Question 3 True / False
After malonate alkylation and hydrolysis to the diacid, only one of the two carboxylic acid groups is lost as CO₂ during decarboxylation.
TTrue
FFalse
Answer: True
Decarboxylation of a malonic acid derivative proceeds through a six-membered cyclic transition state: one carboxyl donates its proton to the other while CO₂ departs, generating the enol of the remaining carboxylic acid. After one CO₂ is lost, the product is a simple monocarboxylic acid with no adjacent activating carbonyl, so it cannot form the cyclic transition state and does not decarboxylate further. This selectivity is what makes the synthesis reliable — you get exactly one CO₂ lost per malonate unit.
Question 4 True / False
Tertiary alkyl halides are good electrophiles for malonate enolate alkylation because greater substitution at carbon increases its electrophilicity.
TTrue
FFalse
Answer: False
Electrophilicity at a carbon center in SN2 reactions is dominated by steric accessibility, not electron density alone. Tertiary carbons are surrounded by three alkyl groups, blocking backside approach by the nucleophile and making SN2 essentially impossible. The competing E2 pathway (elimination) is strongly favored instead. Good SN2 electrophiles for malonate alkylation are methyl and primary alkyl halides, where the backside face is open.
Question 5 Short Answer
Explain why both a hydrolysis step and a decarboxylation step are required in the malonic ester synthesis, and what drives the loss of exactly one CO₂ rather than two.
Think about your answer, then reveal below.
Model answer: Hydrolysis converts the two ester groups to carboxylic acids, forming the malonic acid derivative needed for decarboxylation; the esters themselves do not decarboxylate directly. Decarboxylation is driven by the β-diacid geometry: one carboxyl acts as an internal proton donor to the departing CO₂ through a six-membered cyclic transition state, releasing CO₂ and producing the enol of the product acid simultaneously. After one carboxyl leaves, the remaining product is a simple monocarboxylic acid with no adjacent activating group — it cannot form the cyclic transition state, so no further decarboxylation occurs. The net synthesis converts R–X into R–CH₂–COOH, adding one carbon and one carboxyl group.

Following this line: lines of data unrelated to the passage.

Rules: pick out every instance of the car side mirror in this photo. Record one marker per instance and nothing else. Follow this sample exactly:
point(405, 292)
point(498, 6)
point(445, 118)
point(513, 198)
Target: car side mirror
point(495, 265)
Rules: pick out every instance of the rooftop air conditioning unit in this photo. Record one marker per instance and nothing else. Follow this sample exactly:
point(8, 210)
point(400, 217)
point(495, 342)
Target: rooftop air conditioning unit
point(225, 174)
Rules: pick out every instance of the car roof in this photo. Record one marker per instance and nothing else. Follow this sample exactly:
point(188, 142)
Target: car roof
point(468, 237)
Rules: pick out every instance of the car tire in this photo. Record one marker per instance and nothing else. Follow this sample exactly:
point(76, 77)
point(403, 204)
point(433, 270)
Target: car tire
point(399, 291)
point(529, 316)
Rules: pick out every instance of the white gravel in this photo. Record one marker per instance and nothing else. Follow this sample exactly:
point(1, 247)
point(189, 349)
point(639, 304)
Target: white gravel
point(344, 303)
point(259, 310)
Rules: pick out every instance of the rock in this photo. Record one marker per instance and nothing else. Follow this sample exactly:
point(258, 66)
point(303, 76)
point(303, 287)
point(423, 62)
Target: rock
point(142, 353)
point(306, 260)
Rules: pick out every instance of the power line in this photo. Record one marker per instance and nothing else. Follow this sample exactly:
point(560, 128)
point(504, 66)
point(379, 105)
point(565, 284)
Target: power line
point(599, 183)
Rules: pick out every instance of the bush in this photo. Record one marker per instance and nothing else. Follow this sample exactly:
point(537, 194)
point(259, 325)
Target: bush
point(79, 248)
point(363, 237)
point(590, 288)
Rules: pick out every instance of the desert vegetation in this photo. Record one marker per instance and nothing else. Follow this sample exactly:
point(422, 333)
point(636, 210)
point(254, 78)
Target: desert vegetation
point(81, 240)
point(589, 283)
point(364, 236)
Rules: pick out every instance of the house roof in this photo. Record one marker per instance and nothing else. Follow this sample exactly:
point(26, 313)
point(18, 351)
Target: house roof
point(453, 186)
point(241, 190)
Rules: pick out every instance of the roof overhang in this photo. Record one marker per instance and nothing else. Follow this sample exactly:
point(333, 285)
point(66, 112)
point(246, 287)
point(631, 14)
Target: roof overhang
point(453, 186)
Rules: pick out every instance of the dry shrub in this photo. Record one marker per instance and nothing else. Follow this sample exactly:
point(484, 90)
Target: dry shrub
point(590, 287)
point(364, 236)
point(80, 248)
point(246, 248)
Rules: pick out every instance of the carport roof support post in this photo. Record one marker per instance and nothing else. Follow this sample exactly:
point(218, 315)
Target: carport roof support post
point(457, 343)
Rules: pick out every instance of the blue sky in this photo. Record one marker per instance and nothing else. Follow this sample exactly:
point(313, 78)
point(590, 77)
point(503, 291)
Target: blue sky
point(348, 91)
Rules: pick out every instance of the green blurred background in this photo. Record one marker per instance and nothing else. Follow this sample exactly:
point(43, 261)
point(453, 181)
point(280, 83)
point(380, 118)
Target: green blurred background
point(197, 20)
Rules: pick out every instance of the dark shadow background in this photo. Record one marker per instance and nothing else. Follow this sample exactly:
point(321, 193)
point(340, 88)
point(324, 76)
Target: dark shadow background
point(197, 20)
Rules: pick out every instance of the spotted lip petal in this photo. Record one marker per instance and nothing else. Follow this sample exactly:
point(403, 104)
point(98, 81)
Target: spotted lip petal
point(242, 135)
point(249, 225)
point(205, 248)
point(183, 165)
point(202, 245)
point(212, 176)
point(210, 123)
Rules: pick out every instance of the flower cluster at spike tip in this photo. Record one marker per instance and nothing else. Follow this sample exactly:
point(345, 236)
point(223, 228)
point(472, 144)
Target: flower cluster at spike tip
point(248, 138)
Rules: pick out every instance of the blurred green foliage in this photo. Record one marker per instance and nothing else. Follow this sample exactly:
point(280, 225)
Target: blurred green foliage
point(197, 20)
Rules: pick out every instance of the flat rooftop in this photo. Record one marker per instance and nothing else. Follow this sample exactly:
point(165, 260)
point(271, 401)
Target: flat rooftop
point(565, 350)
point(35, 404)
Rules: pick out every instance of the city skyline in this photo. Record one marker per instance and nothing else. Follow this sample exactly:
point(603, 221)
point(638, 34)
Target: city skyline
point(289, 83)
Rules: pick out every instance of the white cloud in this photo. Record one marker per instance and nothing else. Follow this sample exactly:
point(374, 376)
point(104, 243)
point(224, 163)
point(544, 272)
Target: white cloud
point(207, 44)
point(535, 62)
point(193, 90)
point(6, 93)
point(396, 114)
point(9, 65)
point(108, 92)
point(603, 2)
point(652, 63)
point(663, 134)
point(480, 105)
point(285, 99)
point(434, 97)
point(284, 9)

The mechanism of malonic ester decarboxylation illustrates a broader principle: β-keto acids and malonic acid derivatives decarboxylate readily because the β-carbonyl provides an intramolecular proton sink and stabilizes the transition state. Once that activating group is removed (after the first decarboxylation), the remaining acid is thermally stable under normal conditions. This is why the sequence is reliable and the product is clean.